Considering the immeasurable diversity of forms of life in this world – tube worms breathing methane at the mouth of 800 degree volcanic vents at the bottom of the ocean, lichens digesting the minerals in rocks for survival, worms living inside glaciers, bacteria that grow “legs” to move across a surface, two-legged hominids that fly to the moon, for example – it’s natural to wonder why such immense variety exists.
The life force within us and all living things is vulnerable but powerful, flexible but strong, specialized but adaptive. According to the ancient Chinese Hwa-Yen Buddhist School of Totality, life exhibits six characteristics: Universality and Particularity – life finds ways to fill every ecological niche while also closely defining the limits of survival for any particular species; Sameness and Difference – seen in the common underlying genetic framework of living things, but exhibited in the diverse forms in which life appears; and Integration and Disintegration – embodied by the interdependence of life-forms and the environment, and the truth that no single individual is indispensable.
In general terms, living things obey one over-arching imperative: to reproduce. Microscopic DNA within our cells divides and replicates itself, and so it is that all living things strive for replication. This is not true for animals only; plants, bacteria, viruses, fungi and all living things reproduce. Each one of us is the result of literally billions of generations of survival and reproduction, a lineage stretching all the way back to life’s very beginnings. If genealogy interests you, examine the contents of a drop of pond water in a microscope and you will more or less see how you looked a few billion years ago.
We do not control our conception, nor can we prevent our eventual death. These events inextricably bracket our brief existence, providing bookends to the narrative self created in between. People cannot remember being born (at least I can’t), but we all know that death lies ahead. Beyond that we can be absolutely sure of nothing. Indeed, there is great speculation about what happens after death and it is the stuff of legend, religion, myth, and movie; in such ideas we may find comfort or despair, depending upon what we believe. Faith can be strong, weak and non-existent. Suffice to say, the boundary of death is as irrevocable as birth; neither exists in isolation. Accordingly, birth and death are simply two faces of the same coin – an ultimately inseparable non-dual reality.

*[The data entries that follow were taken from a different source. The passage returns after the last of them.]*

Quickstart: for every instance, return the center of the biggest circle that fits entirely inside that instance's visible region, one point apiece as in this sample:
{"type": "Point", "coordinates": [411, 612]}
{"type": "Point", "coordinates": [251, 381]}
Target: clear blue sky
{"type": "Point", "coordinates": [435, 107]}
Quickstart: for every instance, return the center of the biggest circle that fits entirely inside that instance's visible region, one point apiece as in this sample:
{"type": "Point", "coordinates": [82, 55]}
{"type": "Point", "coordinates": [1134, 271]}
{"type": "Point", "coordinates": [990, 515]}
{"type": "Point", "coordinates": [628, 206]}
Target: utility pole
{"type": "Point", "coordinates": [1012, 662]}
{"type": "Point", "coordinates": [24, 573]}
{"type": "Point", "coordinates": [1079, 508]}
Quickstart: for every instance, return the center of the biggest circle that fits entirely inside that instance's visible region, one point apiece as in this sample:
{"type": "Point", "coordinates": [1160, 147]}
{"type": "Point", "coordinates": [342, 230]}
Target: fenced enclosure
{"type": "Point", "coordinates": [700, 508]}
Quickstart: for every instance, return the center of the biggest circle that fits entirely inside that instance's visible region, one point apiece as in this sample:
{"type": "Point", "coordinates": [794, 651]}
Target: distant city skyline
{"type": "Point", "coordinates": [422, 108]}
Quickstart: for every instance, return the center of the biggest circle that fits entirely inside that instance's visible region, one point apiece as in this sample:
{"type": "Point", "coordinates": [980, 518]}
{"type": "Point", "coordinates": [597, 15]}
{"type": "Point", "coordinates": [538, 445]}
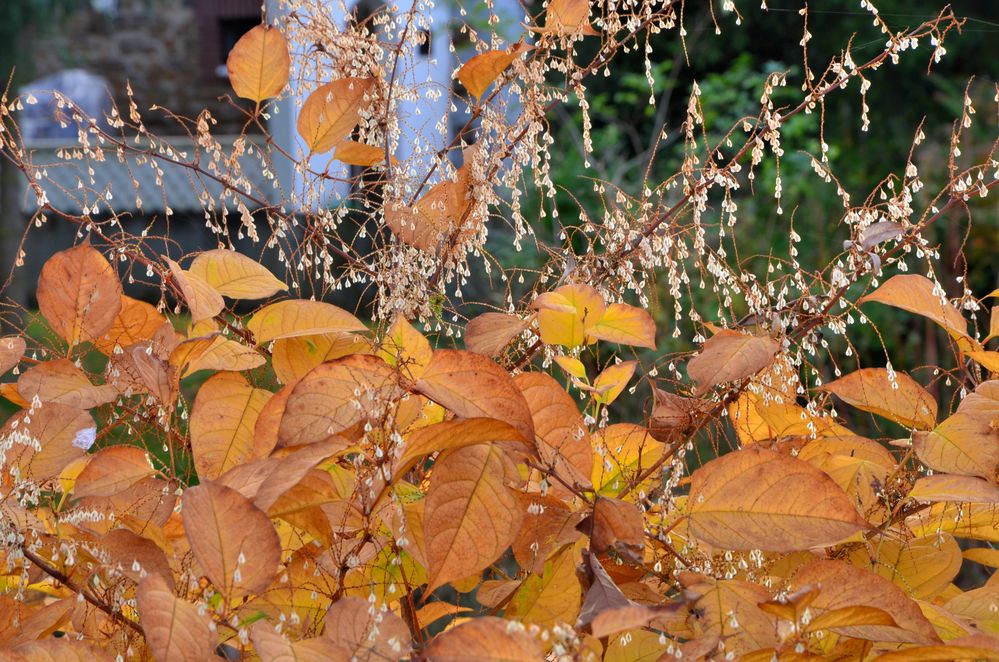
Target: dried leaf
{"type": "Point", "coordinates": [331, 112]}
{"type": "Point", "coordinates": [471, 516]}
{"type": "Point", "coordinates": [484, 639]}
{"type": "Point", "coordinates": [298, 317]}
{"type": "Point", "coordinates": [222, 424]}
{"type": "Point", "coordinates": [259, 64]}
{"type": "Point", "coordinates": [233, 541]}
{"type": "Point", "coordinates": [175, 631]}
{"type": "Point", "coordinates": [760, 499]}
{"type": "Point", "coordinates": [474, 386]}
{"type": "Point", "coordinates": [481, 70]}
{"type": "Point", "coordinates": [730, 356]}
{"type": "Point", "coordinates": [234, 275]}
{"type": "Point", "coordinates": [79, 294]}
{"type": "Point", "coordinates": [869, 389]}
{"type": "Point", "coordinates": [490, 333]}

Though natural and inevitable, death nonetheless alarms us. It might be its finality, or our fear of prolonged suffering. Whatever fears we have about death and dying, it is at birth when human suffering indisputably appears.
We have no absolute knowledge of existence before conception, and that is matched by our lack of absolute knowledge of what happens after death. Life itself does not dwell on this mystery; mystery and confusion are our own very human creations, and as such are essentially irrelevant. When we ask, “Why me?” we are posing a question created by our confusion about birth and death, suspicious that some sort of practical joke has been played. In a certain sense, one has. We did not ask to be here, but now that we are we don’t want to leave.
When you think about it, it’s pretty funny.
One reason many people are confused about the meaning of life is that they do not understand the origin of life. ..A commonly accepted explanation for the origin of life is organic evolution – the hypothesis that man evolved from lower animals which in turn came from simpler life forms all the way back to the first microscopic life which sprang accidentally from non-living matter. The same is true for all living things…But evolution requires that when you go back far enough non-living matter somehow came to life by chance where there was no life before.